Yehoshua blinked. “What was that all about?” he asked quietly. “Never mind. Are you both all right?”
Pinto winced as she laid a hand on his shoulder. “I’d be dead if it wasn’t for Yehoshua. That last shot—I don’t even remember it. I don’t know how he got me out.”
“I carried you,” said Yehoshua, short. He glanced at his right—artificial—arm. “You weren’t very heavy. We’re all right, Captain. Or at least, not much worse for the wear. But what about you?” He looked beyond her toward the tribunal.
“Oh, we’ve just started.

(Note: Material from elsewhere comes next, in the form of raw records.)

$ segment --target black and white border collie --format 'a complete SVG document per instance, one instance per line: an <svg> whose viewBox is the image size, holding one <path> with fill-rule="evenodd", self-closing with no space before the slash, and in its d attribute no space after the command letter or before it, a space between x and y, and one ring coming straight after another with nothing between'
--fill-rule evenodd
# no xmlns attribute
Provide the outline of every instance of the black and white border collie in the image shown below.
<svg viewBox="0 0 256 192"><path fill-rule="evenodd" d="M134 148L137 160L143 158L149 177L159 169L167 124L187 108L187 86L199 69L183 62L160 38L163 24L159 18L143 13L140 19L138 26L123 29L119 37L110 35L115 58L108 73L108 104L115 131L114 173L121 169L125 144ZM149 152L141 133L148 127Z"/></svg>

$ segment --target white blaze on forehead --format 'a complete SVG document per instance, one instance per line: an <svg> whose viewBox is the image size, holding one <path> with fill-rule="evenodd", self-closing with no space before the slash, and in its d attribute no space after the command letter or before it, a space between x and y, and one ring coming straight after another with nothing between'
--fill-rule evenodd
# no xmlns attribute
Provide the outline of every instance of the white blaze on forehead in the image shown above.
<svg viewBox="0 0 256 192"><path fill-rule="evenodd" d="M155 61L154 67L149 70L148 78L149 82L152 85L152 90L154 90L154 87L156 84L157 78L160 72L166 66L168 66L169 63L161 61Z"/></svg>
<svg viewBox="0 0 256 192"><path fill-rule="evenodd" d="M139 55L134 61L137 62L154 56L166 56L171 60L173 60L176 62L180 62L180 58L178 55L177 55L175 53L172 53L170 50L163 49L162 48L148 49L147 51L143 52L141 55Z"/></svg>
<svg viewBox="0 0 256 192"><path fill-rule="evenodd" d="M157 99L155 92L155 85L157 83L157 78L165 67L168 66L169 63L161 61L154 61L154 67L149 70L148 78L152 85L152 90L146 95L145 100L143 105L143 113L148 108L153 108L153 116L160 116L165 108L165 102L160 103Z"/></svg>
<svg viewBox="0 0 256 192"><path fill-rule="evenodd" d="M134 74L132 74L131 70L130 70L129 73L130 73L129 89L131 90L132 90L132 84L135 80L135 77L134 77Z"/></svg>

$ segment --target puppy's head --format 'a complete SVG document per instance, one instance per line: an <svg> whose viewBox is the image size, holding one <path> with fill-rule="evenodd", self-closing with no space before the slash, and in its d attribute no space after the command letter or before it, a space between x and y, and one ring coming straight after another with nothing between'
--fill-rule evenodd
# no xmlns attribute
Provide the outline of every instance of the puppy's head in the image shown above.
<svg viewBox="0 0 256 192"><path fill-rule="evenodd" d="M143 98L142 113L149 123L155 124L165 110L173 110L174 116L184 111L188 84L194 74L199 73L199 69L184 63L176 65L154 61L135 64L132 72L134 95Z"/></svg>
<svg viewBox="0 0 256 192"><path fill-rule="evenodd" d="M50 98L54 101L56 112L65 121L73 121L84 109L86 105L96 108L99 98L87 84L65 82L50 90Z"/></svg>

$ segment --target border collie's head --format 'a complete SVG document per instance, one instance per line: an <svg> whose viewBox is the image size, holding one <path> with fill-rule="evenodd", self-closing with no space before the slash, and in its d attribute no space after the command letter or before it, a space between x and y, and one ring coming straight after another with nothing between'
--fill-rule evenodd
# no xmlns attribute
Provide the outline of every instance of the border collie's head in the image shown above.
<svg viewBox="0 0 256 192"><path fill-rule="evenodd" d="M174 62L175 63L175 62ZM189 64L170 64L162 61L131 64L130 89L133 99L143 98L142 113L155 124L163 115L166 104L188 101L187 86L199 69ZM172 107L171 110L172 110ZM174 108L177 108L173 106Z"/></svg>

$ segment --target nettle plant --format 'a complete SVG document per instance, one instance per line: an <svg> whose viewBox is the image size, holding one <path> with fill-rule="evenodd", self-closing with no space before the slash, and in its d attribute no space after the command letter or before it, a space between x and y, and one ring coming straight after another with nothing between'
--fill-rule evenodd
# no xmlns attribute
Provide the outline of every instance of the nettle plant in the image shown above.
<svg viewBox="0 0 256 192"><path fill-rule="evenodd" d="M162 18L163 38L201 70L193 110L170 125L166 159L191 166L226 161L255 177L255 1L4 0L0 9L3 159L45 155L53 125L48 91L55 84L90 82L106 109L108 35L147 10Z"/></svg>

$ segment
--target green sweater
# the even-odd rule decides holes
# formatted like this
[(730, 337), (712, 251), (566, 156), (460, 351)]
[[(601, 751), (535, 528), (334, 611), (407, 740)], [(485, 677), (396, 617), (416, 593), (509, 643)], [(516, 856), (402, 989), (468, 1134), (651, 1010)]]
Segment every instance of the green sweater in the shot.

You haven’t missed much. Where, is—?” She stepped past Yehoshua, toward the door. “Windsor. Fred. Stanford. I’m very glad to see you.” She offered her hand to the bounty hunter.
“I’ll bet you are,” said Windsor, shaking her hand without hesitation. She supposed he had bathed—at any rate, his clothes were clean, if rumpled, but his face still had the same stubbled, nonshaven appearance, and his dark hair was unkempt. In contrast, Fred and Stanford seemed neatly groomed, as if they had been at some pains to mat down their hair.